Deadline Hollywood is reporting that Skydance Television is having a go at adapting Isaac Asimov’s iconic science fiction series, “Foundation,” to the small screen. David Goyer, who was involved in the “Batman.” “Ghostrider,” and “Blade” series of films and Josh Friedman, who did the “War of the Worlds” remake and “Terminator: The Sarah Connor Chronicles,” will develop the project. The deal has been reached with the Asimov estate, but thus far the project has not come to the stage of pitching it to markets.

What is ‘Foundation?’

Back in the 1940s, Isaac Asimov read “Decline And Fall of the Roman Empire” and hit upon the idea of exploring the story and themes related in the massive historical tome to a science fiction context. The “Foundation” series, which started as a number of short stories, began in the far future when the Galactic Empire has reached the zenith of its power.
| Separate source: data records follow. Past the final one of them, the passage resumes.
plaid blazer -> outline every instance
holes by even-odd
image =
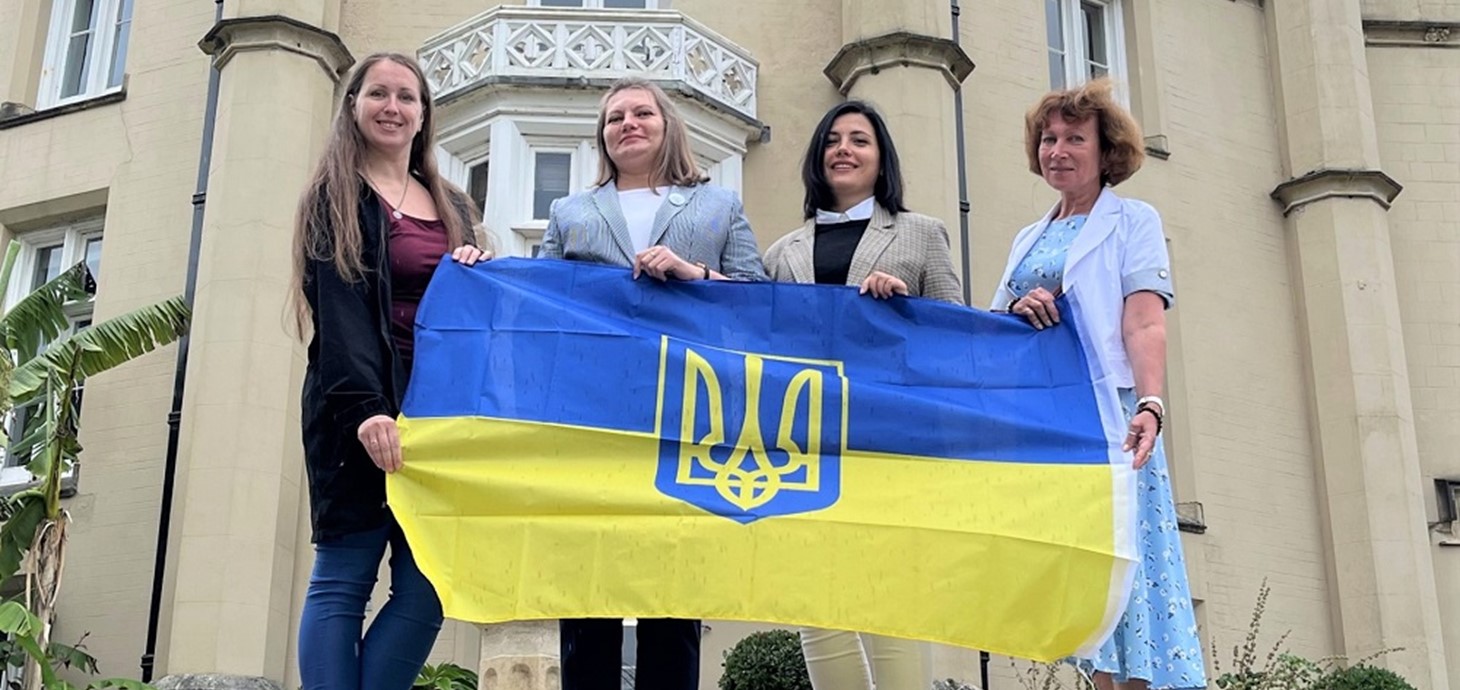
[[[776,240],[765,253],[771,280],[816,282],[813,249],[816,219]],[[948,251],[948,229],[943,221],[921,213],[893,215],[877,204],[872,220],[852,254],[847,285],[860,285],[873,271],[882,271],[907,283],[908,292],[944,302],[963,304],[958,274]]]
[[[704,263],[731,280],[765,280],[760,249],[740,197],[723,187],[670,187],[654,216],[649,245]],[[549,259],[633,266],[633,241],[609,182],[553,202],[538,254]]]

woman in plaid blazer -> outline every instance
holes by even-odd
[[[902,171],[887,124],[847,101],[821,118],[806,147],[806,224],[766,252],[772,280],[855,285],[880,299],[962,304],[943,222],[902,203]],[[816,690],[924,690],[928,645],[868,633],[805,628],[801,646]]]
[[[827,111],[806,148],[801,180],[806,223],[766,252],[772,280],[963,303],[948,229],[903,206],[897,149],[871,105],[847,101]]]

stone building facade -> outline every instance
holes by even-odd
[[[763,248],[800,224],[821,113],[871,100],[978,305],[1054,200],[1026,171],[1025,109],[1115,76],[1151,154],[1120,191],[1161,211],[1176,275],[1165,442],[1204,639],[1240,641],[1266,581],[1265,630],[1294,651],[1402,648],[1378,663],[1460,688],[1460,0],[7,0],[11,294],[79,260],[99,291],[78,321],[195,289],[182,377],[174,347],[87,387],[57,626],[106,674],[147,648],[165,522],[156,674],[297,686],[291,219],[341,75],[376,50],[421,57],[443,169],[520,255],[593,181],[618,76],[670,87]],[[754,627],[710,622],[704,687]],[[548,682],[545,630],[449,624],[434,658]],[[975,680],[977,657],[939,648],[935,672]]]

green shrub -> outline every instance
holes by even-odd
[[[477,674],[451,662],[426,664],[412,690],[477,690]]]
[[[1363,663],[1334,669],[1313,687],[1314,690],[1415,690],[1398,673]]]
[[[789,630],[752,633],[725,653],[720,690],[811,690],[801,637]]]

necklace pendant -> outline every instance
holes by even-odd
[[[395,219],[396,219],[396,220],[400,220],[400,219],[401,219],[401,217],[402,217],[402,216],[403,216],[403,215],[404,215],[404,214],[402,214],[402,213],[401,213],[401,212],[400,212],[400,211],[391,211],[391,212],[390,212],[390,215],[392,215],[392,216],[395,216]]]

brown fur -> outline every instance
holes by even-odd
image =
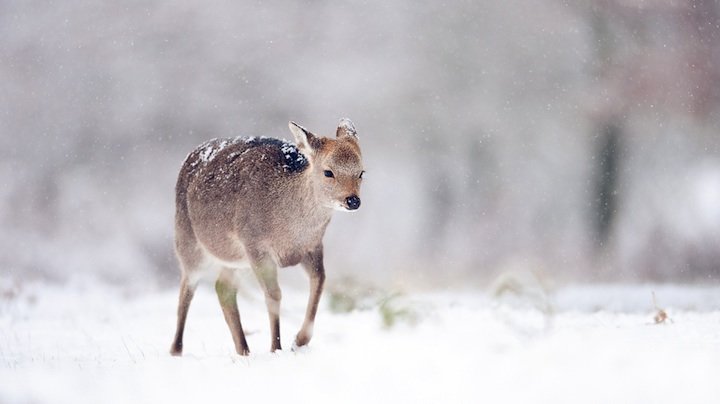
[[[349,120],[340,121],[335,139],[292,122],[290,129],[297,148],[267,138],[214,139],[183,163],[176,186],[175,247],[182,276],[173,355],[182,353],[195,287],[208,277],[215,281],[236,351],[249,353],[236,301],[234,270],[240,267],[251,267],[263,288],[274,351],[281,349],[277,268],[302,264],[311,290],[295,345],[310,341],[325,280],[322,238],[333,208],[359,206],[363,171]],[[357,199],[356,206],[350,198]]]

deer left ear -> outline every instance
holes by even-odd
[[[357,130],[355,130],[355,125],[353,125],[352,121],[348,118],[342,118],[340,119],[340,123],[338,123],[338,128],[336,132],[336,136],[338,139],[346,136],[352,136],[355,139],[358,139]]]
[[[290,127],[290,132],[292,132],[295,136],[295,142],[297,143],[298,148],[307,152],[312,152],[321,147],[322,142],[320,141],[320,138],[312,134],[309,130],[293,121],[290,121],[288,127]]]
A scientist named Hari Seldon develops a new discipline called psychohistory that can be used to predict future history.

Seldon predicts the decline and fall of the Galactic Empire and sets about establishing the Foundation, a colony of scientists and other experts, who will preserve human knowledge and shorten the dark ages that will occur before the Second Empire arises.
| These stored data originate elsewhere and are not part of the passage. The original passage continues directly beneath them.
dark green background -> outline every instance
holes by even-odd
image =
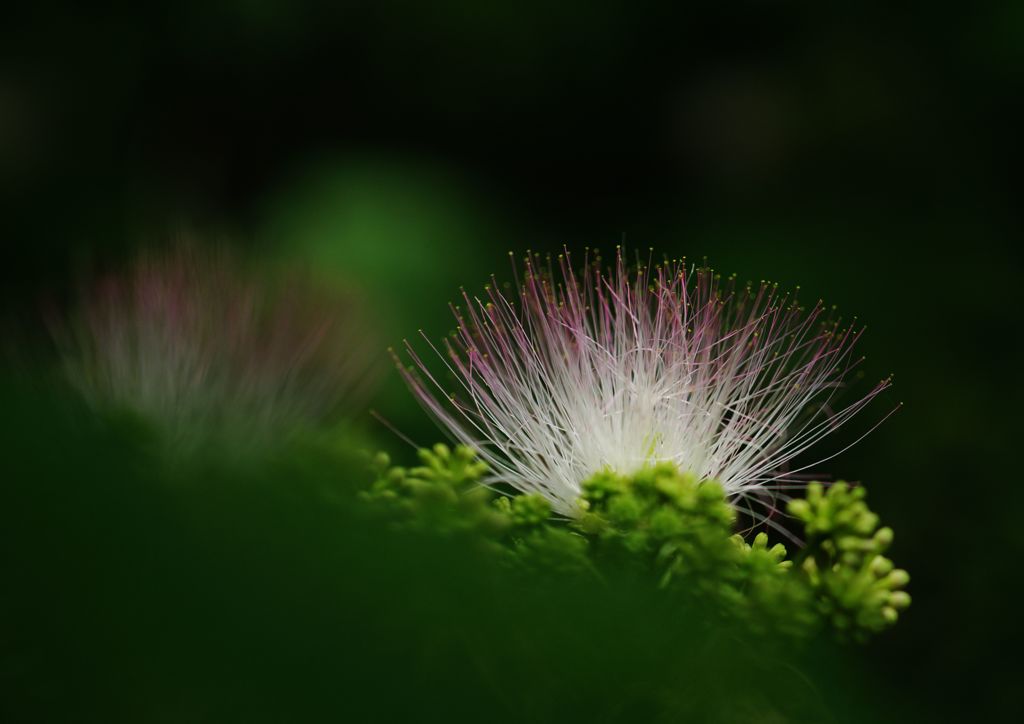
[[[913,576],[905,620],[852,654],[877,674],[868,700],[897,721],[1011,719],[1024,11],[893,5],[8,10],[13,356],[45,364],[39,309],[83,270],[182,229],[358,283],[382,347],[443,333],[458,286],[507,276],[509,250],[625,239],[800,284],[868,323],[870,378],[895,373],[861,423],[905,403],[829,465],[869,486]],[[374,405],[433,442],[394,377]]]

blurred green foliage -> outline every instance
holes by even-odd
[[[2,429],[19,451],[0,488],[6,721],[820,722],[871,710],[847,694],[866,672],[831,647],[797,653],[709,626],[696,602],[628,570],[551,575],[544,559],[495,565],[464,532],[395,529],[353,506],[372,476],[337,446],[169,466],[137,421],[98,422],[59,387],[22,382],[5,386]],[[409,476],[463,488],[478,472],[440,457],[391,483],[426,501]],[[491,510],[511,545],[543,553],[532,533],[546,510]]]

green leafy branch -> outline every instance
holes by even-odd
[[[637,568],[755,633],[794,638],[827,626],[841,639],[864,640],[910,604],[909,576],[883,555],[892,530],[879,527],[862,487],[814,483],[792,501],[806,545],[790,558],[763,532],[749,543],[735,534],[721,485],[671,464],[595,474],[582,486],[580,515],[566,519],[553,517],[539,495],[486,487],[486,465],[468,447],[439,444],[419,458],[402,468],[379,455],[362,498],[397,528],[469,537],[513,567],[598,576]]]

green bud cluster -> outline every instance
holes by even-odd
[[[896,623],[910,605],[906,571],[884,553],[892,528],[879,528],[864,502],[867,491],[836,483],[827,491],[812,483],[807,497],[789,504],[804,524],[807,548],[800,569],[815,592],[819,611],[842,637],[863,640]]]
[[[758,533],[747,544],[740,535],[732,537],[742,551],[738,576],[739,596],[732,600],[736,614],[757,633],[779,633],[806,637],[820,628],[813,594],[804,580],[794,574],[781,543],[768,545],[768,534]]]
[[[583,483],[579,515],[564,519],[540,495],[486,487],[486,465],[468,447],[439,444],[419,458],[402,468],[378,455],[362,498],[398,528],[471,536],[516,568],[602,577],[625,564],[754,633],[792,638],[828,626],[863,640],[910,604],[907,573],[883,555],[892,530],[879,528],[863,488],[814,483],[792,501],[806,546],[790,559],[764,532],[749,543],[734,533],[736,514],[716,481],[668,463],[598,472]]]
[[[737,558],[735,514],[721,486],[659,464],[635,475],[606,470],[583,484],[580,527],[606,544],[652,558],[661,585],[700,577]]]
[[[583,485],[579,525],[605,546],[646,561],[663,588],[696,596],[758,633],[813,630],[810,591],[791,572],[782,544],[733,533],[722,486],[659,464],[633,475],[604,471]]]
[[[466,446],[438,443],[418,451],[420,465],[391,467],[374,460],[375,480],[362,493],[399,529],[445,536],[471,535],[512,566],[542,572],[589,567],[587,540],[552,523],[540,495],[500,495],[482,484],[487,466]]]
[[[397,528],[441,534],[502,534],[508,521],[480,485],[487,466],[467,447],[438,443],[418,451],[420,465],[391,467],[385,453],[374,460],[375,480],[362,498],[381,504]]]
The events in the series, which has continued written by other authors after Asimov’s death, track in many ways to the history of the decline and fall of Rome.
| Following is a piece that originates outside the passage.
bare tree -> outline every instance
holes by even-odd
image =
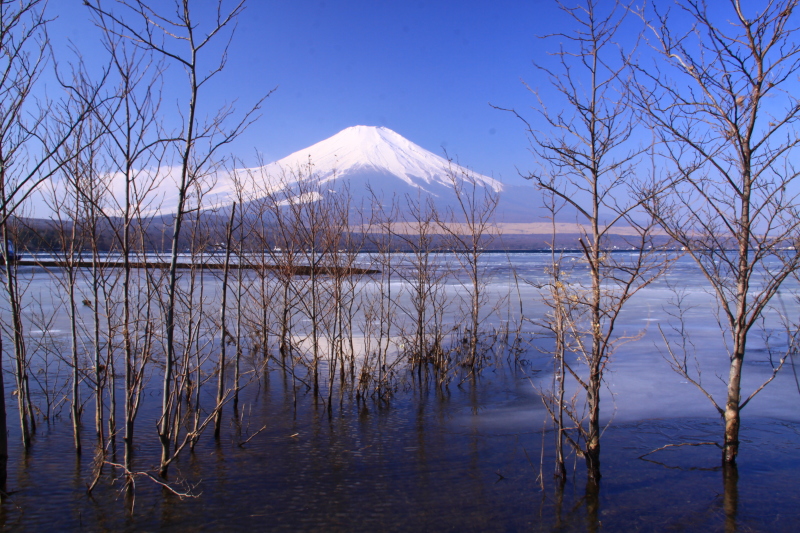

“The Foundation” dwells of themes of politics, religion, biology, and the effects of great men in the course of history. The epic is sprawling and contains numerous interesting characters throughout the centuries.

Previous attempts to adapt have failed.

“Foundation” has had three previous attempts to bring it to the big or small screen over the past 20 or so years. In the 1990s, New Line Cinema made an attempt before abandoning the project for “The Lord of the Rings.” Roland Emmerich and Jonathon Nolan each gave it a try in the 21st Century to no avail.

The Foundation books were written over decades during which understanding of both science and history have changed. In the 1940s, when Asimov started the series, he placed the capital planet of the Galactic Empire, Trantor, at the center of the galaxy. Modern cosmology suggests that for a number of reasons habitable planets at the galactic core are very unlikely. Other theories explaining the fall of Rome have arisen since Gibbon first published his book centuries ago.

Still, other previously thought to be unfilmable books have made it to the big or small screen. Besides the already mentioned “The Lord of the Rings” another epic, “Game of Thrones,” comes to mind. So perhaps the fourth time will be a charm.